La « double peine » des enfants nés des viols commis en temps de guerre: exemple des Lai Dai Han

Le phénomène du viol comme arme de guerre ne date pourtant pas d’hier : que ce soit en Bosnie (1992), au Rwanda (1994), au Chili de Pinochet, en République démocratique du Congo (RDC) ou dans les zones de djihad, les violences sexuelles sont quasi systématiquement à l’œuvre, visant à terrifier et détruire la capacité des femmes à enfanter. « Le viol est une torture physique et psychologique, une condamnation à perpétuité, une prison sans barreau. Il détruit la vie de la victime qui, au-delà de ses souffrances physiques et psychologiques propres, devient le symbole du déshonneur et de l’échec pour sa famille et sa communauté qui n’ont pas su la protéger. Ostracisées et présentant de lourdes séquelles, certaines victimes se sentent de surcroît coupables d’avoir survécu », écrit dans Causeur Oudy Ch. Bloch.

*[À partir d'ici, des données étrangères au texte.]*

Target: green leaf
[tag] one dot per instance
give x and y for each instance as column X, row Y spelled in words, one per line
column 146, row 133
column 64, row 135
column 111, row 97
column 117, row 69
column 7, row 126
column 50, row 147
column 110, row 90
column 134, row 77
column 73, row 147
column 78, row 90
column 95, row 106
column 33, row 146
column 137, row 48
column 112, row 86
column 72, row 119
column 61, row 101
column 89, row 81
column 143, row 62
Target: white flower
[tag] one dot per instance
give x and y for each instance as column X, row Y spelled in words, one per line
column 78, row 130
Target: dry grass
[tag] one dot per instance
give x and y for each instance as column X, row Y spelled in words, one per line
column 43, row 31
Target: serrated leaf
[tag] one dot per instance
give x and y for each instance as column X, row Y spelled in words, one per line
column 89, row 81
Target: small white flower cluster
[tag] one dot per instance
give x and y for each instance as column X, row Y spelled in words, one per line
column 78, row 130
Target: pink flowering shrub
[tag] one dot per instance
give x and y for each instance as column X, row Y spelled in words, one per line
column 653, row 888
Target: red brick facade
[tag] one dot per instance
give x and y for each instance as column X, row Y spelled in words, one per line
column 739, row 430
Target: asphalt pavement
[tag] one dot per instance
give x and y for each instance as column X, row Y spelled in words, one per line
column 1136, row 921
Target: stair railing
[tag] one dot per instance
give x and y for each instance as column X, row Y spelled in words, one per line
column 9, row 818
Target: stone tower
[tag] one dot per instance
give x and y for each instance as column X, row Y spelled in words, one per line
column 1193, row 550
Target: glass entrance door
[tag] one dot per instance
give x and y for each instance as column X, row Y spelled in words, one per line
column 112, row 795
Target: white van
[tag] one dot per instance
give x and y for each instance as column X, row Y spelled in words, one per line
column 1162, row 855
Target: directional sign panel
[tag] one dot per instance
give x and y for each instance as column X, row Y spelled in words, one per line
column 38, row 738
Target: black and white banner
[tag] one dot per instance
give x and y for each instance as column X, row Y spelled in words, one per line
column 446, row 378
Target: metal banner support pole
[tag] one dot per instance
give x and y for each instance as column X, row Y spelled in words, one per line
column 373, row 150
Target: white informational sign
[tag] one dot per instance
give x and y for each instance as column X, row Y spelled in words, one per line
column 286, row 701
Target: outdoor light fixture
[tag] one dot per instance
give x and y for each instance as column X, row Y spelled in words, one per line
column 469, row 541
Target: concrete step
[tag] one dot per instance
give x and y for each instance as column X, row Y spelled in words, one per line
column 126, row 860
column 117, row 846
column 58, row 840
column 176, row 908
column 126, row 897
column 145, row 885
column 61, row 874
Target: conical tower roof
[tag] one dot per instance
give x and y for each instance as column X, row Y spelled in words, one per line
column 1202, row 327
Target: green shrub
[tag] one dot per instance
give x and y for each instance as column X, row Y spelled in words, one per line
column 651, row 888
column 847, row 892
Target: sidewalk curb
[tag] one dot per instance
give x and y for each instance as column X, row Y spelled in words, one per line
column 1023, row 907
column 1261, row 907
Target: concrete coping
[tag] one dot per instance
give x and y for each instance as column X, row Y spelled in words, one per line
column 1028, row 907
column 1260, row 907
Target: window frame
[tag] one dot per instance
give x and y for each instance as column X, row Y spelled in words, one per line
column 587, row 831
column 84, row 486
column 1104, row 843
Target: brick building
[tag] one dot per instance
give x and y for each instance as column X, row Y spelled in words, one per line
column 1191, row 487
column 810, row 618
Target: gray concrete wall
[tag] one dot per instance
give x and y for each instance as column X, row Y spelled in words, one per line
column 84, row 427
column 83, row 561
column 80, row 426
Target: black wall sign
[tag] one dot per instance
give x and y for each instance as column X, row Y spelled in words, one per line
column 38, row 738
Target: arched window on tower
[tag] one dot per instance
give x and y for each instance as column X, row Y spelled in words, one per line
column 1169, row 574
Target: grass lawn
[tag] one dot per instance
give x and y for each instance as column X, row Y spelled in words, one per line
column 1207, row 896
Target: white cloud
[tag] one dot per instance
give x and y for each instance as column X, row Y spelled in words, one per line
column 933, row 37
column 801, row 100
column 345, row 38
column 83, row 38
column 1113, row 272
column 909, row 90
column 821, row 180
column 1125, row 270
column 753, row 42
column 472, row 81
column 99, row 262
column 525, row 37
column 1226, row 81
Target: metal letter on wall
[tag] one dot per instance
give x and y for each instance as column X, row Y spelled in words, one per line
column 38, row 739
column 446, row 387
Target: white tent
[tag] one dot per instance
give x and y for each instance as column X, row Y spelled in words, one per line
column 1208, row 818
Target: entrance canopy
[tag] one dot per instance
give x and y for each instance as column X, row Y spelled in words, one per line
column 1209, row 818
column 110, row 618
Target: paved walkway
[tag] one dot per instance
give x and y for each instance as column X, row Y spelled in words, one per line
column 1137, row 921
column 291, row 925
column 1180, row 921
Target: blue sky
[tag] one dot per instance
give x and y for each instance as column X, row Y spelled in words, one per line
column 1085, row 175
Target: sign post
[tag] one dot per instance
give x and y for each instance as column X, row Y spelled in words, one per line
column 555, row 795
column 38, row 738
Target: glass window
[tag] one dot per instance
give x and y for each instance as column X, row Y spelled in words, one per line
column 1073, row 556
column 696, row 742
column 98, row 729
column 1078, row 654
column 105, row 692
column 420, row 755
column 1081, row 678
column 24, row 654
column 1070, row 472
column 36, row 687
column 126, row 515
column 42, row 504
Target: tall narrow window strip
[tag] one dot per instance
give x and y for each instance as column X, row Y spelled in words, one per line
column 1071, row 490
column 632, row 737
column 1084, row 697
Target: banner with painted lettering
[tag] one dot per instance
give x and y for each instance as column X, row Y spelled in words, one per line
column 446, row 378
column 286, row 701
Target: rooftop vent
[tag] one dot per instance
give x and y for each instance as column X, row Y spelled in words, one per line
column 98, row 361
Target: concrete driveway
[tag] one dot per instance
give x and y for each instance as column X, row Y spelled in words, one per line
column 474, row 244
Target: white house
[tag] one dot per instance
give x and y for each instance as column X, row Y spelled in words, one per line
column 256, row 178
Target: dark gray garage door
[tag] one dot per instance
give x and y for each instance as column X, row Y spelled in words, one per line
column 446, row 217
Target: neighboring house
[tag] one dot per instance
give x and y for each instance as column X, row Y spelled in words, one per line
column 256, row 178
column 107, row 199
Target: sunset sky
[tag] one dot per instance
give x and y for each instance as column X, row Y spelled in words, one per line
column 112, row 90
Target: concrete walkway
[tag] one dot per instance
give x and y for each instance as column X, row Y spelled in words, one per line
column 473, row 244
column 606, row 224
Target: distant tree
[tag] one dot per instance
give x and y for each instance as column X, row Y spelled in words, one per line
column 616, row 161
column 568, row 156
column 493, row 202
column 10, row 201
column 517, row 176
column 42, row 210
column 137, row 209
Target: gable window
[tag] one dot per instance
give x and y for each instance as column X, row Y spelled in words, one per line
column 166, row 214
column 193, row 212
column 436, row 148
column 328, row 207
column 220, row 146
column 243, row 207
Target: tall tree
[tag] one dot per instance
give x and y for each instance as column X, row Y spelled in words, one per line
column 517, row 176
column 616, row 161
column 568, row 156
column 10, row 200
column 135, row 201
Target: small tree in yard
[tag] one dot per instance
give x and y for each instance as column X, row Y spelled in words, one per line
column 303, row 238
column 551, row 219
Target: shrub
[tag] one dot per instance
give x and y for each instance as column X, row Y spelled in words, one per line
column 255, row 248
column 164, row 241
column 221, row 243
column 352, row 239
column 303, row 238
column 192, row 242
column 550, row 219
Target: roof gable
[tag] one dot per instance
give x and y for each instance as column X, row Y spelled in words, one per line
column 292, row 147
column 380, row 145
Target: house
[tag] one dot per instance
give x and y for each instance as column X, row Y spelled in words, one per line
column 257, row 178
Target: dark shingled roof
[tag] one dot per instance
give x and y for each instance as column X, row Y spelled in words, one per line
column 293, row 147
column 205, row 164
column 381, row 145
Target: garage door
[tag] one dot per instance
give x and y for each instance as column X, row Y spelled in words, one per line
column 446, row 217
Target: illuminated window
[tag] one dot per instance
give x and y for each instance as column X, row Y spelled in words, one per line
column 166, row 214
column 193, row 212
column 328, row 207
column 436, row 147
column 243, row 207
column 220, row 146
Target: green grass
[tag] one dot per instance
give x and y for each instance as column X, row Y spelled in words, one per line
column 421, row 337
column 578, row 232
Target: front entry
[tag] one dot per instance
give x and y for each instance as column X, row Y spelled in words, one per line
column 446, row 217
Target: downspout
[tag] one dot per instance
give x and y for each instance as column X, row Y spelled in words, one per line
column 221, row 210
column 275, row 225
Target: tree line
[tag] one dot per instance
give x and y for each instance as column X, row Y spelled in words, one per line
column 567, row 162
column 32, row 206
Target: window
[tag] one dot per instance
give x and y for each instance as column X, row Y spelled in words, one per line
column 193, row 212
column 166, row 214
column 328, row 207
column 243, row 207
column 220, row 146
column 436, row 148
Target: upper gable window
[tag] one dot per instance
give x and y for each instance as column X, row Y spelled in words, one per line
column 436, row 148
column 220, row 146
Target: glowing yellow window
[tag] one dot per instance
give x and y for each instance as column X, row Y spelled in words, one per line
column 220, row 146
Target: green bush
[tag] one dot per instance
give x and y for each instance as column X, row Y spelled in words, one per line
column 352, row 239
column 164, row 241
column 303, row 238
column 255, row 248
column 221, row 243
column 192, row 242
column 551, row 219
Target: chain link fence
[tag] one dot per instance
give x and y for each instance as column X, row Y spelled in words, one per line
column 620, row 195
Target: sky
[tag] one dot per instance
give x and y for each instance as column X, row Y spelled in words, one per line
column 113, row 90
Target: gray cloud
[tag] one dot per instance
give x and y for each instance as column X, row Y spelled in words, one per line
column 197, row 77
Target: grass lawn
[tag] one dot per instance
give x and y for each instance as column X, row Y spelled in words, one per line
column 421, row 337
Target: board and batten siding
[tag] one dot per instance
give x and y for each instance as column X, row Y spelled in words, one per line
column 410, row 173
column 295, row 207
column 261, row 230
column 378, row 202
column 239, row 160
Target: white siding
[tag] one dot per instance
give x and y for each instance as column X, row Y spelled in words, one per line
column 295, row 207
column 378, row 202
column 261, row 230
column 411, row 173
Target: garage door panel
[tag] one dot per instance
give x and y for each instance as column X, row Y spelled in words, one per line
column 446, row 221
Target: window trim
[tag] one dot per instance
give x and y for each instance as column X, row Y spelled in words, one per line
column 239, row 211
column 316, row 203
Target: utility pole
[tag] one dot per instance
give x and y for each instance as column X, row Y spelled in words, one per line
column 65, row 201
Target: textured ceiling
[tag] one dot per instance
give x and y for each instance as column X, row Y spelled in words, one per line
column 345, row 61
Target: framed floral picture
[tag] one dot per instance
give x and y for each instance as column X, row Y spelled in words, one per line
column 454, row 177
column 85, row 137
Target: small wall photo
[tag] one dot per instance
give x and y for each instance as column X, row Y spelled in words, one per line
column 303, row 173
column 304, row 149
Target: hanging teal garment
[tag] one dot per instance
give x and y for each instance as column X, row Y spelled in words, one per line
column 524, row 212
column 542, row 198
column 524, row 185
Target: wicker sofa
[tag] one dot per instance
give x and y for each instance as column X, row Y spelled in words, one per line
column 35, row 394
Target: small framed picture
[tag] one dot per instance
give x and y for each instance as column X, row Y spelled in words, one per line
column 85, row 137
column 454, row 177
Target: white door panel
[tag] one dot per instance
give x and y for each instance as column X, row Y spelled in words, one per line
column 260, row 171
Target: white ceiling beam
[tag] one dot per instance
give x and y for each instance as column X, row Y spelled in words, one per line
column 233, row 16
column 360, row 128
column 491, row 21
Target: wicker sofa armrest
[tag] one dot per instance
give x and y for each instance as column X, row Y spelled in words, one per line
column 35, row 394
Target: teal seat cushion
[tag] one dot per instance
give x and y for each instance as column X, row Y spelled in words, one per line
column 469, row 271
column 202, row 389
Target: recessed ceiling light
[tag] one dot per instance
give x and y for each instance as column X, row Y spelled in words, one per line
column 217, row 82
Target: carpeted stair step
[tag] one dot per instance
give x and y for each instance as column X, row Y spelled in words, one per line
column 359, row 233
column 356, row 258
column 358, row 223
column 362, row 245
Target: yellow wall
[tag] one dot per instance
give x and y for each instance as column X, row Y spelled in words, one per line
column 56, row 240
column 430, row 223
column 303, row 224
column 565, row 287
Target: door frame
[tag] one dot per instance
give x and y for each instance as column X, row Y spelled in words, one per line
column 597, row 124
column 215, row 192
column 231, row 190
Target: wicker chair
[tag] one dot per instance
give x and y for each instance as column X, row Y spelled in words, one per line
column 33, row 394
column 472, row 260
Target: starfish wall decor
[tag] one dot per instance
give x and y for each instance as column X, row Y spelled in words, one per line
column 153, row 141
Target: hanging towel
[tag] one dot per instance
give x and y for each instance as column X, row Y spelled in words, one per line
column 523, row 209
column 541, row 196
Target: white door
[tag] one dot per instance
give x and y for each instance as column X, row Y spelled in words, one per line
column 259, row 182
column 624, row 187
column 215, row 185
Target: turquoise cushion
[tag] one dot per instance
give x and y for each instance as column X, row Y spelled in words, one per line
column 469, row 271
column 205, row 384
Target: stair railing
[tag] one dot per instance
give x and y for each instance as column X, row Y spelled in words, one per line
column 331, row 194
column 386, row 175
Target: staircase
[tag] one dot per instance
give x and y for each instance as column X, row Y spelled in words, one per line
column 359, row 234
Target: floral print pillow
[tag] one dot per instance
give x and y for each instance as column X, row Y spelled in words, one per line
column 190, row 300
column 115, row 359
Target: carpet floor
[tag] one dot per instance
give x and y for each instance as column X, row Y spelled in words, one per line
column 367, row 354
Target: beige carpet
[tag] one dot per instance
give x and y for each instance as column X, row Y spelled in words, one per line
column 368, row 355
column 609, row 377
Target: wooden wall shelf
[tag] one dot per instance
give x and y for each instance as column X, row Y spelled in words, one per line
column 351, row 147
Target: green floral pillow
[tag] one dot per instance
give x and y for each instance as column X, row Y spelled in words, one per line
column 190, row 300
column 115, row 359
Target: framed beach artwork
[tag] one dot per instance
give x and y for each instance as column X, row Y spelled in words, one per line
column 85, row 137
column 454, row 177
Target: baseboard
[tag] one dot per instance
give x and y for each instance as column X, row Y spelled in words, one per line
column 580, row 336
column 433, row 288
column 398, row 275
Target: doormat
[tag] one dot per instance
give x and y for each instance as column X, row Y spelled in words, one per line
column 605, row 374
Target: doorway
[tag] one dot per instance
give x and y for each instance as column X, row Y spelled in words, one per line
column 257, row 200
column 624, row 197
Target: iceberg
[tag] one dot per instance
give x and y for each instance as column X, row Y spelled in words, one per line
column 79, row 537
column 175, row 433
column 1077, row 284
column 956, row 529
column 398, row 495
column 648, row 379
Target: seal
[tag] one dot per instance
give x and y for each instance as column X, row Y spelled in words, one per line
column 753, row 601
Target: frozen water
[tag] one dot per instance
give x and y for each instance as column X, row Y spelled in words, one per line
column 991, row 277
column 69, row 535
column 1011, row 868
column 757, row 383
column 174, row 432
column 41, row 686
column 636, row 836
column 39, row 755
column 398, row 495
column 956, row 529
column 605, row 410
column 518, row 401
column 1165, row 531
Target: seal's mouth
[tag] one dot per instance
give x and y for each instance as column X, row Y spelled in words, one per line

Ce triste sort est partagé par d’innombrables victimes — et leurs enfants — de par le monde, souvent dans l’indifférence générale. C’est le cas, au Vietnam, des milliers de femmes violées, pendant la guerre qui a sévi dans leur pays, par des soldats sud-coréens, dont plus de 300 000 épaulaient alors les forces américaines. Les survivantes, et leurs enfants, surnommés les « Lai Dai Han », les enfants de « sang-mêlé », vivent encore aujourd’hui une vie d’exclusion sociale et économique au Vietnam. Pire, la Corée du Sud refuse toujours de reconnaître sa responsabilité dans ces viols de masse. Pour eux, écrit dans une tribune l’ancien ambassadeur Jean Lévy, « c’est la double peine, à vie. Ignorés par les perdants de la guerre, méprisés par ses gagnants, les discriminations et l’exclusion qui sont leur lot quotidien sont encore aggravées par un contexte social fortement marqué par la philosophie confucéenne (…). Dans un pays où les relations sexuelles hors mariage sont prohibées et sur un continent où le mélange de “races” conduit de facto à l’exclusion de la société, ces hommes et ces femmes errent comme des fantômes dans leur propre pays ».

 

Le viol « est une violence physique, psychologique, familiale et sociétale »

Comment juger les viols commis en temps de guerre ? C’est la question à laquelle tente de répondre Jean-Pierre Massias, professeur de droit public à l’Université de Pau et des Pays de l’Adour (UPPA), spécialiste des transitions démocratiques, et président de l’Institut francophone pour la justice et la démocratie (IFJD). Pour lui, « on est face à un double impératif de justice et de reconstruction sociale. On est aussi face à la difficulté de juger et à l’impunité ». « Mais on constate que le droit est souvent impuissant face à la complexité sociale, politique et anthropologique du viol, ou pas suffisamment adapté », poursuit l’expert. Faisant l’apologie du « traitement holistique » mis en place en RDC par le Docteur Mukwege, M. Massias rappelle que « la violence sexuelle est une forme absolue de violence politique : c’est une violence physique, psychologique, familiale et sociétale », à propos de laquelle nos sociétés contemporaines ne doivent plus garder le silence.